Kaldı ki Kur’an meali meselesi de kendi içinde erbapları tarafından tartışılan bir konudur. Bu konuda Prof. Dr. Mustafa Öztürk’ün “Meal Kültürümüz” isimli kitabını tavsiye ederim. Meal çalışması yapmanın zorluklarının yanı sıra Kur’an’a mana verme meselesinin kriterleri üzerine önemli tespit ve değerlendirmelerde bulunuyor.

Kısaca bizim fikirlerimize destek versin ya da değerimizi ortaya koysun diye alıntıladığımız ayet mealleri gerçekten anlatmak istediğimize mi işaret ediyor?

Bu arada yeri gelmişken, değerli bir ilahiyatçı olan Mustafa Öztürk’ün Kanal 24 ekranlarında gece yayınlanan bir televizyon programı olduğunu hatırlatayım.
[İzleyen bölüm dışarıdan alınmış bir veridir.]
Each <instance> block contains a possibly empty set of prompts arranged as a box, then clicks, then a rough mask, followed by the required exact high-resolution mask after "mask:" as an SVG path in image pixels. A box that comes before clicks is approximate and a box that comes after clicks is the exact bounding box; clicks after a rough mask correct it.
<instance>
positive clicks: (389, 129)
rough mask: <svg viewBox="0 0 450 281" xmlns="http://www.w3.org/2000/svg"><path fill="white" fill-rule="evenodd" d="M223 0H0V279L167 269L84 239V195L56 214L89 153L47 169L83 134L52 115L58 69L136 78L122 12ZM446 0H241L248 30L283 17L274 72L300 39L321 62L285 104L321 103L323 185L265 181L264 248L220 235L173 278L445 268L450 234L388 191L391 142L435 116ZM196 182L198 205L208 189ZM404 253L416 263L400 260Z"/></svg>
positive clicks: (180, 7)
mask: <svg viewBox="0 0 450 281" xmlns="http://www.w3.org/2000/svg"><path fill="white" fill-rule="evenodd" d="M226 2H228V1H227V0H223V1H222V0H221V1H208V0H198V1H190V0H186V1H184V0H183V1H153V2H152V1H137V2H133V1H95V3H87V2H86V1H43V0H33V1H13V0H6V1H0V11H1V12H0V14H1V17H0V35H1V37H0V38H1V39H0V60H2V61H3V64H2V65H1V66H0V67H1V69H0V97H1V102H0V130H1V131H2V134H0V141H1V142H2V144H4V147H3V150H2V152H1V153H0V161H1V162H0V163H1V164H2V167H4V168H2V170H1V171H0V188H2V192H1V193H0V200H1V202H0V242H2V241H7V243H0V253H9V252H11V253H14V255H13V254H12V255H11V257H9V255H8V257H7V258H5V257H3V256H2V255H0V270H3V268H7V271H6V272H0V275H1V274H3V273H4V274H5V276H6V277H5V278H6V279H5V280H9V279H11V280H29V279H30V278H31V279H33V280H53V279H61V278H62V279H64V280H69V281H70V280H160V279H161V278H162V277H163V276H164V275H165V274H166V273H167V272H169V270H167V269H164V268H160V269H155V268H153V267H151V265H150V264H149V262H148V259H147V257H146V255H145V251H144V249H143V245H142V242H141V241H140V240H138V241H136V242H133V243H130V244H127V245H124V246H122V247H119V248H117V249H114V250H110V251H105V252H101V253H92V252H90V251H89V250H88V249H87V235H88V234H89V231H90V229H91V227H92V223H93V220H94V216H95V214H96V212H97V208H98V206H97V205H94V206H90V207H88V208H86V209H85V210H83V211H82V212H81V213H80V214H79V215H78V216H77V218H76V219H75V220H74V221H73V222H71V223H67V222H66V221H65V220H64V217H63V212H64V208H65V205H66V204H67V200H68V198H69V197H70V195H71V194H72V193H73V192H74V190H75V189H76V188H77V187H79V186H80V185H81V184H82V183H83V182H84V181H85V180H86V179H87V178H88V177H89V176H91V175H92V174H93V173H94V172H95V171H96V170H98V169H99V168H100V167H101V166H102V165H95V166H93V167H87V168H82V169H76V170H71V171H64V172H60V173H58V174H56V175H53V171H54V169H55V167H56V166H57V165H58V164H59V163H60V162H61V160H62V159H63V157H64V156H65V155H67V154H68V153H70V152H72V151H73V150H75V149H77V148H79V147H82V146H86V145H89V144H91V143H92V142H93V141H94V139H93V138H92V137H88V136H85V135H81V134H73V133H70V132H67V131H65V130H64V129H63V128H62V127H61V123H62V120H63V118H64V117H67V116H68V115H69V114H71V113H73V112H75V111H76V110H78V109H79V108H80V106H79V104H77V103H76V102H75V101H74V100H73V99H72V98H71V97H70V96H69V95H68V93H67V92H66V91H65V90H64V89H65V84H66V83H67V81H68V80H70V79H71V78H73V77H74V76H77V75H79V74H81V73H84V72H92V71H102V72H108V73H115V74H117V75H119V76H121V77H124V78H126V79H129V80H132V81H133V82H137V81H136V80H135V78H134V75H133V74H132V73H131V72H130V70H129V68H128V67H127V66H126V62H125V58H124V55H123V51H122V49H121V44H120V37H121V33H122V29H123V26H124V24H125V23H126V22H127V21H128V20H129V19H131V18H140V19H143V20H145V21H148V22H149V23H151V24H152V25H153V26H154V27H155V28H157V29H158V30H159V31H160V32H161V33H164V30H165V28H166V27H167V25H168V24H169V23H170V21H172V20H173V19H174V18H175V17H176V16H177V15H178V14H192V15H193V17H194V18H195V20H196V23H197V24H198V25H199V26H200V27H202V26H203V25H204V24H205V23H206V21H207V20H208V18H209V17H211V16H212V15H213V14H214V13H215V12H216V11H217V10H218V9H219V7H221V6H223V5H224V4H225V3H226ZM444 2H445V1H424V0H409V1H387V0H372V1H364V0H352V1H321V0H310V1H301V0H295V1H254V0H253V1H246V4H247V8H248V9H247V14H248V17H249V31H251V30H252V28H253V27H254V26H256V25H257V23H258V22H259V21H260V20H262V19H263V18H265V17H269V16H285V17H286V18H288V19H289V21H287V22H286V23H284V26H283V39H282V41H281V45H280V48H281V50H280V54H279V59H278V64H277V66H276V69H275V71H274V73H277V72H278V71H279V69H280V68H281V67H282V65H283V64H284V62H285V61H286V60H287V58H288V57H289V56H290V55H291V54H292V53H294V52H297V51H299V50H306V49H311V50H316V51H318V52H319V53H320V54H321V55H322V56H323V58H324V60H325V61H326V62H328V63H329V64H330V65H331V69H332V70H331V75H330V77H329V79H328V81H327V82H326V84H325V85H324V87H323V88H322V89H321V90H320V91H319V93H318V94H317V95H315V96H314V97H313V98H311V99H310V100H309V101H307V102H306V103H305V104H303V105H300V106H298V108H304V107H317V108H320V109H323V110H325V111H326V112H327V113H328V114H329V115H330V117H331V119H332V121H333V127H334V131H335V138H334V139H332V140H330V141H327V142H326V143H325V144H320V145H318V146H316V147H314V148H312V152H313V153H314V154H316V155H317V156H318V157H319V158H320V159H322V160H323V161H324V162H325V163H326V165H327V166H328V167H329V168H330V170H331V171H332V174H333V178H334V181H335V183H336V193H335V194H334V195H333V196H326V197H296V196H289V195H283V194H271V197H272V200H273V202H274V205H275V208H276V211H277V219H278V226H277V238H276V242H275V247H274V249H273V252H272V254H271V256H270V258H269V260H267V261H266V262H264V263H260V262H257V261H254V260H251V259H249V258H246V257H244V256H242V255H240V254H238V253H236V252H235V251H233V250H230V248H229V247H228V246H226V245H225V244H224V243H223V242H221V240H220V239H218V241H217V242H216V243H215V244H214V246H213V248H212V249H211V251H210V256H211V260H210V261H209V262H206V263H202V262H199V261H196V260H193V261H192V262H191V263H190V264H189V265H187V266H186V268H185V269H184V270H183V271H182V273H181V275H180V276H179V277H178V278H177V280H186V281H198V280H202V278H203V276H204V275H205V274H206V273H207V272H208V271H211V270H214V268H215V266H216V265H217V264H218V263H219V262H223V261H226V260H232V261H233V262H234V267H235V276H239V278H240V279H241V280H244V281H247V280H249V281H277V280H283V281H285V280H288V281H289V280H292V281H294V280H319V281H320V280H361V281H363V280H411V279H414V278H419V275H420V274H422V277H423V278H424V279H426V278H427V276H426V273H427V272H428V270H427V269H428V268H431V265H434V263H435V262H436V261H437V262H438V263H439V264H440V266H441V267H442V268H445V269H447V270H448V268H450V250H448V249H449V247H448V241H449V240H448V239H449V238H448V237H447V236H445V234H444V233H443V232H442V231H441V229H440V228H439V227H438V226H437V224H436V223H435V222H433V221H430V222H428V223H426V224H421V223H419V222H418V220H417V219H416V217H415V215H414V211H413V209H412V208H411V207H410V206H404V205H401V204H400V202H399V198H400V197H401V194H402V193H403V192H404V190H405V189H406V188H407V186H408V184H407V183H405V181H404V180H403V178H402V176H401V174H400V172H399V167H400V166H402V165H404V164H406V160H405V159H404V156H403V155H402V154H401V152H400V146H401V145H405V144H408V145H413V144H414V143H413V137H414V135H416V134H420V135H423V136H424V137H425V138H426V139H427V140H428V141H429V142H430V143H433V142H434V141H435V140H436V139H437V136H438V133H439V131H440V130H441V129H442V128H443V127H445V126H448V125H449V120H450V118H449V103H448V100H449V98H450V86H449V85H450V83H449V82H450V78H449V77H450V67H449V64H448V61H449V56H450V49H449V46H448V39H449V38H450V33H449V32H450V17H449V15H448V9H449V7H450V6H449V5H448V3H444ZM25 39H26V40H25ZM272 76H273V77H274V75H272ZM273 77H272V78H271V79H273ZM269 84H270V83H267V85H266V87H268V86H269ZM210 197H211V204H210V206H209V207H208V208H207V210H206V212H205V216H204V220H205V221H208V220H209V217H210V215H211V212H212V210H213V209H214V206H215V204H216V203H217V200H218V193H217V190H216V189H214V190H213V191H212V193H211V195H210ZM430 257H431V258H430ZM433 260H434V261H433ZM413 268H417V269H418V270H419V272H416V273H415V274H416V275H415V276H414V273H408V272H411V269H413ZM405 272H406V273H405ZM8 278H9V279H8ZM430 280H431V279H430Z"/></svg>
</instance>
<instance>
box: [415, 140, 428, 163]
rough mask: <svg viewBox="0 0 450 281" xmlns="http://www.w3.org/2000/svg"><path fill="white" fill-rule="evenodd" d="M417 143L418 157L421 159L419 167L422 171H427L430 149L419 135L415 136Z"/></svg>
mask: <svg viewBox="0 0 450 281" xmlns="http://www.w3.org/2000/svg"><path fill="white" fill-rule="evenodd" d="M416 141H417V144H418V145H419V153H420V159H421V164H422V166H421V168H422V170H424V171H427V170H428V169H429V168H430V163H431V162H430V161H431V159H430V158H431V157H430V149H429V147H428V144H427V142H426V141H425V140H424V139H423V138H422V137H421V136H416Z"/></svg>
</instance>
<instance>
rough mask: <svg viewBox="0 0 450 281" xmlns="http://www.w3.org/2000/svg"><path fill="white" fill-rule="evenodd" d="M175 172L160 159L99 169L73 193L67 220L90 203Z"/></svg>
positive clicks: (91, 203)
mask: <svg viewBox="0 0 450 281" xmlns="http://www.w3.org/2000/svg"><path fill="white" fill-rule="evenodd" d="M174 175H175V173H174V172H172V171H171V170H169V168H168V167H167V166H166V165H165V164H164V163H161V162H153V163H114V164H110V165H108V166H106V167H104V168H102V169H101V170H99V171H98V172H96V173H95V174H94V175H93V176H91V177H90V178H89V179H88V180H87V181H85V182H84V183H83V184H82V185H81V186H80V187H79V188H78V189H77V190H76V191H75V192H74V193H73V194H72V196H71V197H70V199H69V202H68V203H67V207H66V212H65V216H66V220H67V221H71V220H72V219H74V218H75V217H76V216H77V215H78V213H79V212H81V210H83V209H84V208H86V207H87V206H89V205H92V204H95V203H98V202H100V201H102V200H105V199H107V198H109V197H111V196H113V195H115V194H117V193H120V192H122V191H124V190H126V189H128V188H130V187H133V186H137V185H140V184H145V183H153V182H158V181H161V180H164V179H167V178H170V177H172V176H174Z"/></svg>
Bu meseleleri din bilimi bakışıyla öğrenmek isteyenlere tavsiye edilir. “Yok, biz bir yerden fetva alalım, uyalım gitsin” diyorsanız o ayrı mesele.

***

Tuğrul İnançer, bir TV kanalında yaptığı program vesilesi ile sık sık gündeme geliyor. Daha önce de yazmıştım. Televizyon, özelikle de anlatıcı ve izleyicisiyle gönül gönüle yakın bir halkada yapılması gereken ve meşrebe göre farklılaşabilen yorumları içeren sohbetlerin yeri değil. Dinleyici anlatıcıyı bilir, anlatıcı da dinleyicisini... Bir ortak geçmişleri, her şeyden önemlisi de dil ve gönül birlikleri vardır. Yanlış bir mecra, iletişim kazalarına sebebiyet veriyor.

Bu işten herkes, en önemlisi din adamlığı müessesi zarar görüyor. İnsanların fitne fesatlığı, sözleri çarpıtması eleştirilirken, “Bu tarz dini sohbetler için kitle iletişim araçları gerekli midir” sorusunu sormak gerekir.